Hal-hal penting yang perlu diperhatikan dalam penanganan kredit bermasalah: 1. keinginan debitur untuk menyelesaikan kewajiban. 2. Tingkat kerja sama dan keterbukaan debitur. 3. Kemampuan manajemennya. 4. Kemampuan financial debitur. 5. Sumber pengembalian pinjaman. 6. Prospek usaha debitur. 7. Mudah tidaknya menjual jaminan. 8. Kelengkapan dokumentasi jaminan. 9. Ada tidaknya tambahan jaminan baru. 10. Sengketa tidaknya jaminan. 11. Ada tidaknya sumber pembayaran dari usaha lain. Yang penting diperhatikan dalam penanganan kredit bermasalah adalah kecepatan pengembalian, biaya yang seminimal mungkin dan recovery rate semaksimal mungkin (loss minimal). Ada beberapa alternatif dalam penanganan kredit bermasalah, yaitu settlement, restrukturisasi, legal process, dan write off.

2.5.1. Settlement Settlement adalah cara penyelesaian/pembayaran kewajiban debitur pada bank tanpa diberikan kesempatan waktu untuk mencicil, tetapi sekaligus dalam waktu yang tidak terlalu lama. Settlement dapat dilakukan melalui proses negosiasi dan/atau proses litigasi. Kriteria account yang dapat diselesaikan dengan proses settlement: 1. Masuk dalam kategori phase out program. 2. Potensi usaha buruk, profitability baik/buruk. 3. Debitur kooperatif ataupun tidak. 4. Saat ini masih memiliki sesuatu untuk membayar pinjaman. Hal-hal yang perlu diperhatikan dalam settlement: 1. Karakter dan komitmen debitur untuk menyelesaikan kewajiban. 2. Posisi tawar bank baik secara dokumentasi legal, bukti pelanggaran legal oleh debitur maupun jaminan. 3. Prospek usaha, khususnya untuk debt to equity swap. 4. Pajak dan biaya yang akan timbul akibat proses settlement. Kualitas keuangan debitur. Bentuk settlement ada 3 jenis, yaitu: a. Cash Settlement, pembayaran hutang oleh debitur secara tunai kepada bank. Kelebihan:



Bagi bank hal ini lebih menguntungkan karena sebenarnya bank menerima pengembalian pinjaman dalam bentuk dana yang siap pakai sehingga dapat langsung digunakan untuk perputaran dan memperbaiki cashflow bank.



Pelaksanaan lebih mudah dan cepat karena tidak memerlukan proses legal yang berbelit-belit dan tidak memerlukan biaya maupun menimbulkan pajak.

Kerugian/Risiko: •

Debitur cenderung untuk minta discount yang lebih besar dibandingkan bentuk settlement lainnya. Hal ini biasanya dimanfaatkan oleh debitur-debitur yang memiliki dana pribadi.

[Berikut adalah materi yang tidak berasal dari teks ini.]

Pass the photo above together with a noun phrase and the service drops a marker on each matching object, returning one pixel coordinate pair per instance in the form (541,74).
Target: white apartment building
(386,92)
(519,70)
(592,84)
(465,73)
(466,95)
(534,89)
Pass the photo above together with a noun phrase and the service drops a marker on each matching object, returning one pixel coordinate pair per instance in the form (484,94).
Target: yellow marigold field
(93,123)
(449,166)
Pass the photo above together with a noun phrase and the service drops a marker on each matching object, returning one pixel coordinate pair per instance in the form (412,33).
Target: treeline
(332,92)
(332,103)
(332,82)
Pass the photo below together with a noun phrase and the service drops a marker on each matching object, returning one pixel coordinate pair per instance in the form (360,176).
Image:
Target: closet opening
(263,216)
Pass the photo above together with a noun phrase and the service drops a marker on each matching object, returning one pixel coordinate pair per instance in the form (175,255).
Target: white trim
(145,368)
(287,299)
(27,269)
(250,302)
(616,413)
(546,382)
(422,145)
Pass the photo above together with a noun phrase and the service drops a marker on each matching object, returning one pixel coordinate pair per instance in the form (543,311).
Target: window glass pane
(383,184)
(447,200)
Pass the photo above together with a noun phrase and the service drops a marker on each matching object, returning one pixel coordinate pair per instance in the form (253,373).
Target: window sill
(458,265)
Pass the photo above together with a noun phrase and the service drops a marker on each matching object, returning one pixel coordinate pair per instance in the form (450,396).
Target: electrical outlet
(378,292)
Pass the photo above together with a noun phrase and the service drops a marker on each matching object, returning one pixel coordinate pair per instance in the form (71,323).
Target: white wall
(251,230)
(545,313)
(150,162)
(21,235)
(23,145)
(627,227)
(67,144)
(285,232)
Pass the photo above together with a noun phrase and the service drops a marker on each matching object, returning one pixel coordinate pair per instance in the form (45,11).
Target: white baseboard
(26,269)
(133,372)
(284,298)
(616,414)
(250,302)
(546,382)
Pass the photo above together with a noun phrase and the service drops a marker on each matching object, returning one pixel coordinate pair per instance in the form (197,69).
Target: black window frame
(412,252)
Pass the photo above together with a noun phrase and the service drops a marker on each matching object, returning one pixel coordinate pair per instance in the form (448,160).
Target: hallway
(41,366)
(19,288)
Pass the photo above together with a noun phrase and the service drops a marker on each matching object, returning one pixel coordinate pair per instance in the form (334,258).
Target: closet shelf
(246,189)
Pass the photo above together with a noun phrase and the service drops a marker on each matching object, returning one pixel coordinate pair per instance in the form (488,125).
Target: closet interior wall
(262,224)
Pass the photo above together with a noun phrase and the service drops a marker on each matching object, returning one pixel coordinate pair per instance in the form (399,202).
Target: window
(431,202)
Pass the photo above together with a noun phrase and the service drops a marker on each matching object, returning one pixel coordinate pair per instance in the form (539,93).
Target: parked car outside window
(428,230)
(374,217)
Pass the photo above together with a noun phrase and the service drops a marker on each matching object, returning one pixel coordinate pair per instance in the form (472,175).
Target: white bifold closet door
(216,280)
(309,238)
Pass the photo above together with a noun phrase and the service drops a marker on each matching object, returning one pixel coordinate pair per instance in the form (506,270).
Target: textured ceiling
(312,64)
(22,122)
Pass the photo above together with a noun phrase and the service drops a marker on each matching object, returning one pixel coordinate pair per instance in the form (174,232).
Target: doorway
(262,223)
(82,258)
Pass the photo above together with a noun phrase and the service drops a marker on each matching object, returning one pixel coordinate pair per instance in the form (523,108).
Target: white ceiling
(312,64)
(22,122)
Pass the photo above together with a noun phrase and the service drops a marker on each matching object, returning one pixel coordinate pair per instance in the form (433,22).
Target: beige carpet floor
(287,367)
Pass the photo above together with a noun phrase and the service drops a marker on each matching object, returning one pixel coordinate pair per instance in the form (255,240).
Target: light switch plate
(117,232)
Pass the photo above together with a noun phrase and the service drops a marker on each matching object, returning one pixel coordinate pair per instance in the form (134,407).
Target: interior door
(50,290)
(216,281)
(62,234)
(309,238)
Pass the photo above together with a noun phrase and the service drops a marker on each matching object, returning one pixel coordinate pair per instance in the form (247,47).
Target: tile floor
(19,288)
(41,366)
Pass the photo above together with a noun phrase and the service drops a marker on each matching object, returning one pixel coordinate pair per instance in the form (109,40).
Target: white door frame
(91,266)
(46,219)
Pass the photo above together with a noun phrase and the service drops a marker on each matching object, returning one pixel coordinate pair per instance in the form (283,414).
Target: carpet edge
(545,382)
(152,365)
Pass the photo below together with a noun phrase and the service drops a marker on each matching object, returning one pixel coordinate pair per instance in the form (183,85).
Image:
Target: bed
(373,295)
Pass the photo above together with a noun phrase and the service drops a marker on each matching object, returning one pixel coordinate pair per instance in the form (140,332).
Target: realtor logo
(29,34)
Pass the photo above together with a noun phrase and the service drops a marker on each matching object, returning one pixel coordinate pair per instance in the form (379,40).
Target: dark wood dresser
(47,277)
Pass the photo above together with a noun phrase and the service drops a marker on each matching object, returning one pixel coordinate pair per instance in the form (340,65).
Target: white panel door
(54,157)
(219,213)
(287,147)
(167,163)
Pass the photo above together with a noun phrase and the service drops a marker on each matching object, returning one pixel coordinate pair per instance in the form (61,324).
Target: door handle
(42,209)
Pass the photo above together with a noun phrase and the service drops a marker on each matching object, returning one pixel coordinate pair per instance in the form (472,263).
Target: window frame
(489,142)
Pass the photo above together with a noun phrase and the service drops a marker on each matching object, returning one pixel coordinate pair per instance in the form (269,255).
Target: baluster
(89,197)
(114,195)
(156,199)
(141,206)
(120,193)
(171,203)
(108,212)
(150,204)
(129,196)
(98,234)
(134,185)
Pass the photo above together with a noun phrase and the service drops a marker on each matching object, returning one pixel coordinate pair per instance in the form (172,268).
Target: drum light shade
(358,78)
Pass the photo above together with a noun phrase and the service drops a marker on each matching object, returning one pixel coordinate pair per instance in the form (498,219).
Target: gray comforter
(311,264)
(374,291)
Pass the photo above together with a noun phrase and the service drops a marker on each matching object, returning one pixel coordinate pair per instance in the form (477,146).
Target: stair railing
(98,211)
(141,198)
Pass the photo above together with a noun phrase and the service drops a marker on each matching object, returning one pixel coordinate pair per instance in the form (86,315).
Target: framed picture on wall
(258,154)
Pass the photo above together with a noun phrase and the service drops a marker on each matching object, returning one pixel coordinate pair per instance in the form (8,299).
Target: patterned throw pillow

Karena cenderung diberikan discount, bila hal ini menyangkut pokok dan bunga accrue maka akan menganggu struktur keuangan bank (keuntungan, modal, CAR, dll.)

b. Debt to Asset Swap (DTAS), pengambilalihan asset debitur sebagai pembayaran hutang. Pada dasarnya bank menginginkan pembayaran/pelunasan kewajiban debitur dalam bentuk cash, tetapi karena keterbatasan debitur, maka pembayaran dengan menggunakan asset bias merupakan alternative penyelesaian. DTAS merupakan bentuk settlement yang pembayaran kewajiban debitur menggunakan asset yang dimiliki debitur. DTAS dalam pelaksanaannya bias merupakan negosiasi langsung antara pihak bank dengan debitur ataupun melalui proses penyelesaian jalur hukum. Asset yang digunakan untuk pembayaran tidak

harus berasal dari jaminan kredit akan tetapi dapat berupa asset lain yang secara sukarela diserahkan debitur ataupun asset hasil investigasi legal oleh bank. Dalam DTAS terdapat beberapa hal yang sangat perlu diperhatikan, yaitu: •

Aspek legal dan perijinan atas penyerahan asset kepada bank.



Aspek pajak yang akan timbul (adanya gain dalam pengambilalihan asset).



Market ability dari nilai asset yang diberikan.



Nilai pengambilalihan sedapat mungkin merupakan nilai likuidasi dari hasil penilaian independent appraisal (konservatif).

Kelebihan: Bank memperoleh uang atas penjualan asset nasabah Kekurangan/Risiko: •

Bank akan memperoleh “recovery rate” yang rendah karena harus menjual at discount.



Perlu waktu yang lama untuk menjual asset berupa pabrik, mesin-mesin, bahan baku, dll.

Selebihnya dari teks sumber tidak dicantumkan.